There is so much wrong with the study, I can hardly decide where to begin...
1) They used a single project of 4500 lines of code. That's quite small. The project may have been fairly easy to analyze/debug/maintain even if the code quality is crap.
2) No objective measure was given of the "bad code smells" identified in the selected project.
3) It is possible they did a very bad job refactoring the code base. In addition to refactoring, they should have had other software professionals evaluate whether the "refactored" code was more maintainable in order to control for this.
4) There is no indication that they controlled for variability in the student's skill sets. The students who worked on the original code may have been much better students than those that worked on the refactored code.

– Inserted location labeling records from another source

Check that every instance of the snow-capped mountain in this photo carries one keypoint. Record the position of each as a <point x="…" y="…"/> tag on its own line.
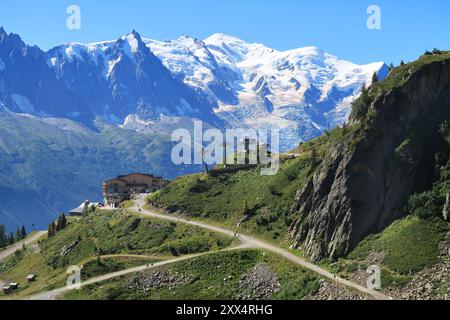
<point x="302" y="91"/>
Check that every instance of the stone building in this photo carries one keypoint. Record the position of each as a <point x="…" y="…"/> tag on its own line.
<point x="123" y="187"/>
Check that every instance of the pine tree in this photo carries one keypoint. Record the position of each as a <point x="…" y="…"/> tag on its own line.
<point x="51" y="229"/>
<point x="10" y="238"/>
<point x="374" y="78"/>
<point x="245" y="207"/>
<point x="3" y="239"/>
<point x="18" y="236"/>
<point x="63" y="221"/>
<point x="313" y="157"/>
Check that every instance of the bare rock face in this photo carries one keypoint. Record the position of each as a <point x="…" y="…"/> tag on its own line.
<point x="363" y="184"/>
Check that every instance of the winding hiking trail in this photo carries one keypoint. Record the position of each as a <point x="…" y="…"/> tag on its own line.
<point x="257" y="243"/>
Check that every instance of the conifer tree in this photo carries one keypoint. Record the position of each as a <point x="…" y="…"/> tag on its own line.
<point x="23" y="232"/>
<point x="374" y="78"/>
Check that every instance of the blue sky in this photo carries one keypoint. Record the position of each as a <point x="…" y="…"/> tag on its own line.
<point x="409" y="27"/>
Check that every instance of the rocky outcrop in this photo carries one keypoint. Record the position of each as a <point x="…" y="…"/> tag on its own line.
<point x="363" y="183"/>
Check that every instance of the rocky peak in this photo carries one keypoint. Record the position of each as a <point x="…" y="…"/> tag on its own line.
<point x="363" y="183"/>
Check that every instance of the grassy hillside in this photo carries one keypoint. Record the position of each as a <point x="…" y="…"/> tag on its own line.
<point x="121" y="240"/>
<point x="261" y="203"/>
<point x="224" y="275"/>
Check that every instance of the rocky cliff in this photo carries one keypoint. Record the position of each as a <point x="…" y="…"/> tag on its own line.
<point x="363" y="182"/>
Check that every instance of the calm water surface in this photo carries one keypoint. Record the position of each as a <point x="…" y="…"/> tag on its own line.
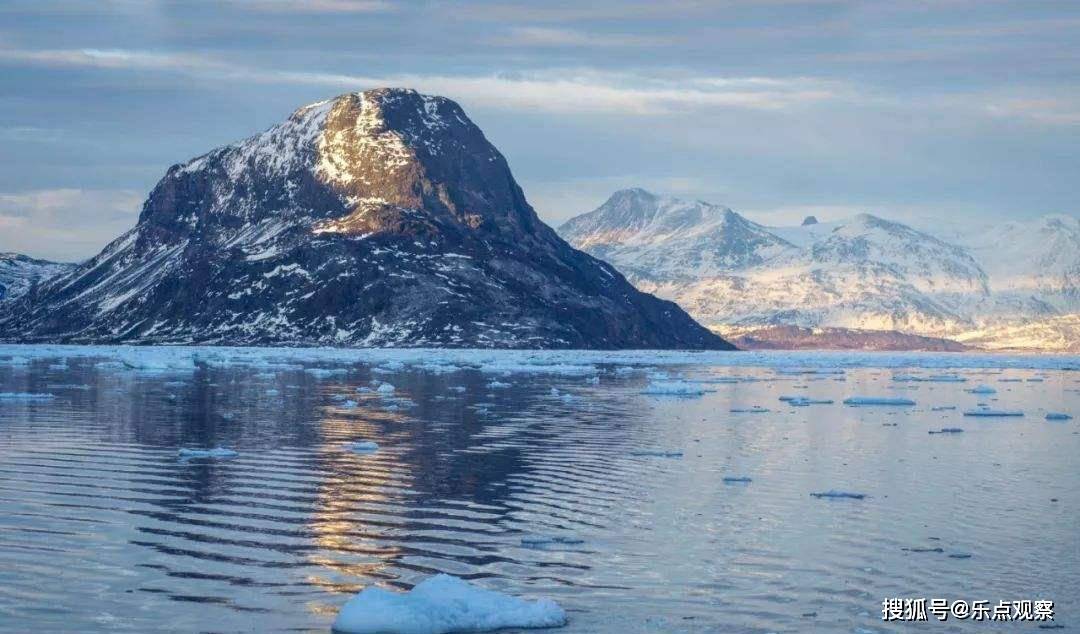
<point x="104" y="528"/>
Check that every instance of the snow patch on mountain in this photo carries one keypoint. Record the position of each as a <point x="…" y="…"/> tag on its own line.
<point x="862" y="273"/>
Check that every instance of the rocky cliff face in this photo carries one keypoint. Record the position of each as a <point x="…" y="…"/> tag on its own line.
<point x="18" y="273"/>
<point x="376" y="218"/>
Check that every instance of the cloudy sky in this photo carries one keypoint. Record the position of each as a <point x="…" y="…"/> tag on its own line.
<point x="964" y="110"/>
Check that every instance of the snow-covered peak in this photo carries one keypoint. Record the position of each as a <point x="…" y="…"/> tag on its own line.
<point x="670" y="238"/>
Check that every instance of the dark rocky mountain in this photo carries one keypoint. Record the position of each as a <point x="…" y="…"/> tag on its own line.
<point x="18" y="273"/>
<point x="376" y="218"/>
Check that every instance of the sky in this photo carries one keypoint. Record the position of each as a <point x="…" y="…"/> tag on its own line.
<point x="959" y="111"/>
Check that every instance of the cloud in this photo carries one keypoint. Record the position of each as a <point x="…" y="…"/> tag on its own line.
<point x="65" y="224"/>
<point x="562" y="91"/>
<point x="314" y="5"/>
<point x="1053" y="111"/>
<point x="548" y="37"/>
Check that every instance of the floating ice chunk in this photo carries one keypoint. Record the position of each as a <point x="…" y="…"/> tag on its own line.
<point x="443" y="605"/>
<point x="25" y="396"/>
<point x="215" y="453"/>
<point x="673" y="388"/>
<point x="363" y="447"/>
<point x="833" y="494"/>
<point x="543" y="541"/>
<point x="878" y="401"/>
<point x="936" y="378"/>
<point x="320" y="373"/>
<point x="986" y="412"/>
<point x="805" y="401"/>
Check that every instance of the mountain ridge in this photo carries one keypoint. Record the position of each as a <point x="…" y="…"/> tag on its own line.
<point x="864" y="273"/>
<point x="375" y="218"/>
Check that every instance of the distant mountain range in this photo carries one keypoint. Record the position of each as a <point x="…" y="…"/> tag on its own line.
<point x="846" y="283"/>
<point x="375" y="218"/>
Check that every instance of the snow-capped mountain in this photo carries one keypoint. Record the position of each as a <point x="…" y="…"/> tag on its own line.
<point x="376" y="218"/>
<point x="19" y="272"/>
<point x="864" y="273"/>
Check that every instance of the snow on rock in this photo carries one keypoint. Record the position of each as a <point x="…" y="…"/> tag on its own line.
<point x="443" y="605"/>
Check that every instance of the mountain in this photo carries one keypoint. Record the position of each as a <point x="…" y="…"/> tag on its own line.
<point x="664" y="239"/>
<point x="375" y="218"/>
<point x="19" y="272"/>
<point x="839" y="282"/>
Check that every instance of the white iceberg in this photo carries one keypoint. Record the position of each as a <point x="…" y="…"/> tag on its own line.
<point x="878" y="401"/>
<point x="673" y="388"/>
<point x="363" y="447"/>
<point x="443" y="605"/>
<point x="835" y="495"/>
<point x="986" y="412"/>
<point x="215" y="453"/>
<point x="25" y="396"/>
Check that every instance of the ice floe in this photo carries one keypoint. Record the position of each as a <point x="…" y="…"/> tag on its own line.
<point x="673" y="388"/>
<point x="805" y="401"/>
<point x="833" y="494"/>
<point x="443" y="605"/>
<point x="363" y="446"/>
<point x="878" y="401"/>
<point x="214" y="453"/>
<point x="25" y="396"/>
<point x="988" y="413"/>
<point x="541" y="541"/>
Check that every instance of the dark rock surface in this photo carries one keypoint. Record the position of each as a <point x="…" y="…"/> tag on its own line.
<point x="376" y="218"/>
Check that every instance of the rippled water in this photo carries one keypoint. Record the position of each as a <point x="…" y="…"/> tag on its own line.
<point x="103" y="527"/>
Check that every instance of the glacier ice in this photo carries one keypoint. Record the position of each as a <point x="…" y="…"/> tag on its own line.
<point x="214" y="453"/>
<point x="878" y="401"/>
<point x="988" y="413"/>
<point x="363" y="446"/>
<point x="833" y="494"/>
<point x="443" y="604"/>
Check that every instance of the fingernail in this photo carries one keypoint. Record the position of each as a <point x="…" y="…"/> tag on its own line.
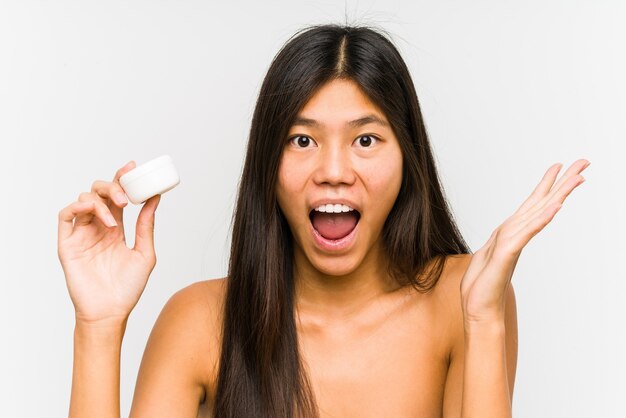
<point x="110" y="220"/>
<point x="120" y="198"/>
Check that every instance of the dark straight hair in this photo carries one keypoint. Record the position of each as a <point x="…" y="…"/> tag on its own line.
<point x="260" y="370"/>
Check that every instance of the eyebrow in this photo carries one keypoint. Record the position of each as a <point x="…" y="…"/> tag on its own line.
<point x="364" y="120"/>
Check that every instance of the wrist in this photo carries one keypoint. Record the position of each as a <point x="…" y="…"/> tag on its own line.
<point x="111" y="330"/>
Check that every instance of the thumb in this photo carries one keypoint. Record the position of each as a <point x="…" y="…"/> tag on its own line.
<point x="144" y="231"/>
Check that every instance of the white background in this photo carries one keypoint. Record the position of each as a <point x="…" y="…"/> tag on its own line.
<point x="506" y="88"/>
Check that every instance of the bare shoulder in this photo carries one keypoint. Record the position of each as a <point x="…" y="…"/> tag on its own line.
<point x="179" y="364"/>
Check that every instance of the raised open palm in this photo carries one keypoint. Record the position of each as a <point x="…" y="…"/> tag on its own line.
<point x="485" y="282"/>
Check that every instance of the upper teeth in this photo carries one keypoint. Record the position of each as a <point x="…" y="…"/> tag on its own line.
<point x="336" y="208"/>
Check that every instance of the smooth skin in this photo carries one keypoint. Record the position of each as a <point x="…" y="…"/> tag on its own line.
<point x="371" y="348"/>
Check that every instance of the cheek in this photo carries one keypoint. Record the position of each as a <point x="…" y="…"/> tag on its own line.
<point x="384" y="177"/>
<point x="290" y="185"/>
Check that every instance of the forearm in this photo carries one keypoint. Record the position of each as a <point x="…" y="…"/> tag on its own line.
<point x="485" y="384"/>
<point x="96" y="374"/>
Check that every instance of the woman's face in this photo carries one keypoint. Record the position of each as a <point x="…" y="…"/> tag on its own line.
<point x="339" y="176"/>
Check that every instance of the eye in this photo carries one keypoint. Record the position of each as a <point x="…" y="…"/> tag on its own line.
<point x="302" y="141"/>
<point x="366" y="141"/>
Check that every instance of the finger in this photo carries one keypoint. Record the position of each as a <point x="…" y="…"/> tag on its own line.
<point x="112" y="195"/>
<point x="542" y="188"/>
<point x="574" y="170"/>
<point x="536" y="224"/>
<point x="144" y="235"/>
<point x="556" y="196"/>
<point x="85" y="209"/>
<point x="125" y="169"/>
<point x="98" y="210"/>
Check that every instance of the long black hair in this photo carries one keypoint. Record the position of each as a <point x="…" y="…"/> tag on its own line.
<point x="260" y="371"/>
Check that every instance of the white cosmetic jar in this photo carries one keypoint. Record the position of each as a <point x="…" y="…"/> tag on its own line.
<point x="154" y="177"/>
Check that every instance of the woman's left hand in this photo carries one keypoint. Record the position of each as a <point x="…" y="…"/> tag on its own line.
<point x="484" y="285"/>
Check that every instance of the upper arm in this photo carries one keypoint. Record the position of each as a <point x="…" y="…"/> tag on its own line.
<point x="453" y="391"/>
<point x="177" y="359"/>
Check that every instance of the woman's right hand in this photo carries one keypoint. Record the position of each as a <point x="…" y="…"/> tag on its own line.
<point x="104" y="277"/>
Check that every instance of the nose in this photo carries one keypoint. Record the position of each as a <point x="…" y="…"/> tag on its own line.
<point x="334" y="166"/>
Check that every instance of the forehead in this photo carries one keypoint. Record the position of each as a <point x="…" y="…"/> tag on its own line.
<point x="340" y="101"/>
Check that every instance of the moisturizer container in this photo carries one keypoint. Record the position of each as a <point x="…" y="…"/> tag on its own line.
<point x="154" y="177"/>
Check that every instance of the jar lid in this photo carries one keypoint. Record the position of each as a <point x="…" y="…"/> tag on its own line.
<point x="143" y="169"/>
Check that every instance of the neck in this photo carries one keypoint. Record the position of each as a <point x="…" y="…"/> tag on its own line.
<point x="336" y="296"/>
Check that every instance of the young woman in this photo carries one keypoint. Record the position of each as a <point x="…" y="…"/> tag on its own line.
<point x="350" y="291"/>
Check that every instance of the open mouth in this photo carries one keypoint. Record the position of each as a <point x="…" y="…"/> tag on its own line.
<point x="334" y="221"/>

5) The student group sizes were far too small to get meaningful results.
6) The "quiz" to determine analyzability consisted of 15 questions. This is far too small a size to determine how analyzable the code is.
7) The mean analyzability scores were 7 vs 6.63. This suggests the student's in both sets may have poor understanding of the code bases.
8) 10 refactoring techniques were not chosen based on applicability to the system in question, but were instead chosen based on previous studies that ranked the impact of refactoring on code quality. i.e. they treated refactoring as a "silver bullet" rather than deciding what types of refactoring were most applicable to the project in question.
There are so many flaws in the methodology that the results are meaningless. The only reason to waste time with this sort of nonsense is publicity.